Headline News

Hydro One ombudsman to visit Bancroft

September 29, 2016

By Sarah Sobanski

Hydro One ombudsman Fiona Crean is coming to Bancroft.

Crean will visit the Royal Canadian Legion Branch 181 on Oct. 6 to hear residents’ concerns about Hydro One including billing, transparency and customer service issues. She will deal with both individual and systemic concerns so that she can return to Hydro One proceed with investigations that she said could lead to fixing problems with thousands of customers at a time.

“I’m doing this all over the province. As an ombudsman, I have the power to investigate. I have unfettered access to all information in the company. I can go in, I can look at files [and] I can make requests for anything that I think is relevant. But at the end of the day I only have the power to recommend,” said Crean.

She added, “This office is new to Hydro One. I’m separate from management and administration. I report to the board of directors. My job is to hear complaints from members of the public about service from Hydro One. Things they think are unfair ranging from collections, to smart meters not reading, to forestry and not cutting down trees properly.”

When Hydro One started selling its shares, and took the company public, it meant that the Ontario ombudsman no longer had the authority to investigate complaints of customer billing issues or customer service complaints. Many issues have arisen since then, which Crean now has the authority to investigate.

Crean told the Bancroft This Week that she has run into large problems before between Hydro One and its customers. For example one area’s density was misclassified.

“I’m going to answer you in the theoretical, but human error happens,” explained Crean when asked why billing issues have become such prominent problem in rural Ontario. She gave an example of when these happenings have occurred before. “The Ontario ombudsman who no longer has jurisdiction over Hydro One, which is why I’m here, investigated the introduction of a new computer system for billings and it was a fiasco. People were getting billings of $20,000 instead of $200 and that was a systemic failure of the new billing system which they fixed.”

After the Fix Hydro Put Food in the Budget protest last weekend, Crean wanted to respectfully point out exactly what an ombudsman can mean for Bancroft’s Hydro One customers.

“I respect [people’s] right to protest, I respect their right to be anti-privatization, but I want to make sure that people who are coming to this event understand what they can expect. There are two things that I cannot do, and no ombudsman could ever do, and one is the electricity rates themselves because they are set by the Ontario Energy Board. The second issue I cannot deal with is the privatization of part of Hydro One because that is a public policy decision at Queen’s Park.”

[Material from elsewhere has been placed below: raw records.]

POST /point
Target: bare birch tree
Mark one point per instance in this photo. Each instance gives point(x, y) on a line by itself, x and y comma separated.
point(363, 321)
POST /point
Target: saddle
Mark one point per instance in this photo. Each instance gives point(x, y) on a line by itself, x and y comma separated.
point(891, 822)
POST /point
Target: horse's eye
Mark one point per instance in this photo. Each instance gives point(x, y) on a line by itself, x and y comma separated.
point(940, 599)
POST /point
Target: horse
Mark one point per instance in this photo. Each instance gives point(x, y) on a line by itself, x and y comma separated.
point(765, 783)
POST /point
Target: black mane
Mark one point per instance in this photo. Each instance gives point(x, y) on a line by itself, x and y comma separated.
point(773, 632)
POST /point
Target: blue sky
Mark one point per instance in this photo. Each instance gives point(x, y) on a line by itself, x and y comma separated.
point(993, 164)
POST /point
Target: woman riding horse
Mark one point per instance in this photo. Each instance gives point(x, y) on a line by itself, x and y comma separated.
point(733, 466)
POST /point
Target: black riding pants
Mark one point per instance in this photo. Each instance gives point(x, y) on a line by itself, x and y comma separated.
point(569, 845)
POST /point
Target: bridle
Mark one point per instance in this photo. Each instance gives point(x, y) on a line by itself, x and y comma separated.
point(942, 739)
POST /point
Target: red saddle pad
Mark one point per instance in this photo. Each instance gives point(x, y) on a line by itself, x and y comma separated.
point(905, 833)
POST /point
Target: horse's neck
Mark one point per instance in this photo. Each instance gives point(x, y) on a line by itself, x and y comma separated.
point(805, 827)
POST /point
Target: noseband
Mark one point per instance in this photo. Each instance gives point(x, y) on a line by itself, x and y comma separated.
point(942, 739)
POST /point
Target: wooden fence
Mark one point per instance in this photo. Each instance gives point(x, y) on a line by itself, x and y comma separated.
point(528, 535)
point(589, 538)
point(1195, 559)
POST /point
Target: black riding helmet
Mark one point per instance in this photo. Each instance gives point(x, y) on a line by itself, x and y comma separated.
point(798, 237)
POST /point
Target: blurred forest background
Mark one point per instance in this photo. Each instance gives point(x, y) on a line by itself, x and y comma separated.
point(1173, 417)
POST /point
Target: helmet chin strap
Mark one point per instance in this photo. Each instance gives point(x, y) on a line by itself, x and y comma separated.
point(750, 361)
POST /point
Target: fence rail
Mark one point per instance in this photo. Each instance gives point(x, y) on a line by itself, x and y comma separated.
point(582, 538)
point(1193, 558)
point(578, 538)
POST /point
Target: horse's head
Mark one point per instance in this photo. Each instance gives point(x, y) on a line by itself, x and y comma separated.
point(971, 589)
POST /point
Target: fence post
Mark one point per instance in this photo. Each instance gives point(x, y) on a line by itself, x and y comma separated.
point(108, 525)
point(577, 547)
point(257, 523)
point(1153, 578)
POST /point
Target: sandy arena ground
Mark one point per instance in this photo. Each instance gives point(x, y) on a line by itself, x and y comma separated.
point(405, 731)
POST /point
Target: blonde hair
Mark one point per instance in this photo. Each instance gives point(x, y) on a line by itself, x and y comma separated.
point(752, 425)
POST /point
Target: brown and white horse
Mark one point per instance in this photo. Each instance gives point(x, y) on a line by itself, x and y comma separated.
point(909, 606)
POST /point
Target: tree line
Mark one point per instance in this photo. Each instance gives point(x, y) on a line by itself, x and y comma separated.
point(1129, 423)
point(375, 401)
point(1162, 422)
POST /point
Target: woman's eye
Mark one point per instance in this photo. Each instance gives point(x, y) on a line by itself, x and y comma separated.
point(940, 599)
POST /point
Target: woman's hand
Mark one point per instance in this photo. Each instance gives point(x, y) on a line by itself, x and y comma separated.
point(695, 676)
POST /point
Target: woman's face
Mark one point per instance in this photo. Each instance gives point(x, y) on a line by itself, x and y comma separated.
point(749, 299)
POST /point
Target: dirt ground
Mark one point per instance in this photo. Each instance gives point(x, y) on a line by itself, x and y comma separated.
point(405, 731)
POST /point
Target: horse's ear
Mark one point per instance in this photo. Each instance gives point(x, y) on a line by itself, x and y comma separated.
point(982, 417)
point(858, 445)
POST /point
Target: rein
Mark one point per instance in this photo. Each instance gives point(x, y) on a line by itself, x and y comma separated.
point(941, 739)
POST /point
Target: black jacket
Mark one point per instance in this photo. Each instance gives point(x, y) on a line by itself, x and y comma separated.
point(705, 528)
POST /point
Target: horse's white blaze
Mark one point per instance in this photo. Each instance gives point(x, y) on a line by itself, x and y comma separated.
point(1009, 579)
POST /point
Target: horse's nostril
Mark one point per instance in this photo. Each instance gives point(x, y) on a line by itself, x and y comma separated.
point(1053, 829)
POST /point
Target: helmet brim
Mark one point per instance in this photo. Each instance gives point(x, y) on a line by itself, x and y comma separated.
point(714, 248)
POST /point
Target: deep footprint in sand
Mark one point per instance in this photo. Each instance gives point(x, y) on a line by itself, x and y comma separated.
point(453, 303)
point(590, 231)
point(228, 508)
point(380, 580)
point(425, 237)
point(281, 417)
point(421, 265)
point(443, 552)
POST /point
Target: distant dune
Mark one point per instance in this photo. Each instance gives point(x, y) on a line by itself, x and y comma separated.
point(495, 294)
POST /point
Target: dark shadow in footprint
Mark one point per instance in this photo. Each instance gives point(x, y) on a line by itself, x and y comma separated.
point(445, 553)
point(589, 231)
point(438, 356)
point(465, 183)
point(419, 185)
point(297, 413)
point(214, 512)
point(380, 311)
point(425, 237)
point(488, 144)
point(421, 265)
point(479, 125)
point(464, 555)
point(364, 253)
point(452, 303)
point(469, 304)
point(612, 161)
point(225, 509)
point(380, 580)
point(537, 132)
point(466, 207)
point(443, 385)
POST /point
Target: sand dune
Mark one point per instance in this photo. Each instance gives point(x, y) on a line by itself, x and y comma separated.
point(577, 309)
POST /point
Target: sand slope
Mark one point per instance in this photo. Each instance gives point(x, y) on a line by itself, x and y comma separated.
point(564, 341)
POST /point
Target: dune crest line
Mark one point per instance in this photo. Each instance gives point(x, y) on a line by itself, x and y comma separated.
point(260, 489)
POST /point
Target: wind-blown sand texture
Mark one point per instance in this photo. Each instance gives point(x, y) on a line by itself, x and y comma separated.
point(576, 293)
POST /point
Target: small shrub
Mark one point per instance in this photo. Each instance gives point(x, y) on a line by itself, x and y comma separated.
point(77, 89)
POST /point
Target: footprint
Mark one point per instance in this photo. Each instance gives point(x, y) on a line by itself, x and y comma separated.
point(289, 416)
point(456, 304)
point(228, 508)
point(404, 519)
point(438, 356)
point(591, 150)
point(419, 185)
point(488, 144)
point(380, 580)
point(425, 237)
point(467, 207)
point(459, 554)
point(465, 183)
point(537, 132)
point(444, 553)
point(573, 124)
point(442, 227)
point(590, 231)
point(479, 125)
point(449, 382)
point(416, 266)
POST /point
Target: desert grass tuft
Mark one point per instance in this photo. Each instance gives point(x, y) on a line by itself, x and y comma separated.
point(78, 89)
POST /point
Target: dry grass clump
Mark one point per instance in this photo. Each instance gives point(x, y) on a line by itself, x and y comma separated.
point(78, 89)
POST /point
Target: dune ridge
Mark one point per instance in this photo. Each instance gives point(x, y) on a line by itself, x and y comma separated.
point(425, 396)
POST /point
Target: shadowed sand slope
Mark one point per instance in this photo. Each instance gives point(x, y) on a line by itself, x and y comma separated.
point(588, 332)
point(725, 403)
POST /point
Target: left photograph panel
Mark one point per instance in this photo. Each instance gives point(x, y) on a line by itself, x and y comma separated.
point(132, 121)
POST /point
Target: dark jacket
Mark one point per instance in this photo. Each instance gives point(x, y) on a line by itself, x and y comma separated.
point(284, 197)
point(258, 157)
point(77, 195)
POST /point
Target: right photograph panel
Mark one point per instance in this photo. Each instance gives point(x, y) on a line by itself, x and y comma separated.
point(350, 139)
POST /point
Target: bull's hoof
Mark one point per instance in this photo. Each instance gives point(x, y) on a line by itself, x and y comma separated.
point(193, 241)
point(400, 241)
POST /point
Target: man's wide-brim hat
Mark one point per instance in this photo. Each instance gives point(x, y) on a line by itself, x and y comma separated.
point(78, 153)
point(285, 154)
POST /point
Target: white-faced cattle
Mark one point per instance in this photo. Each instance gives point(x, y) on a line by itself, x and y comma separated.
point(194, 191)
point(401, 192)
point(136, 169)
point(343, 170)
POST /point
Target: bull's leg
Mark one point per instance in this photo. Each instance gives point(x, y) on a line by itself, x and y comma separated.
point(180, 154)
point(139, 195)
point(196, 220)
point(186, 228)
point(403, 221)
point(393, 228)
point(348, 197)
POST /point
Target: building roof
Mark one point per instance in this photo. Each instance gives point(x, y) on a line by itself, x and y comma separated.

The event will begin at 6:30 p.m.

“The event is open to all residents of our communities in and around Bancroft, not just chamber members,” said general manager for the Bancroft and District Chamber of Commerce Greg Webb, who is working with other community members to bring the event to Bancroft. “Understanding the issues with billing, smart meters and customer service, we believed it was important to us to provide this opportunity to the general public free of charge.”

“It’s a good opportunity for people to know that this office exists and if they feel that they’ve been mistreated by the company they can come to me,” said Crean.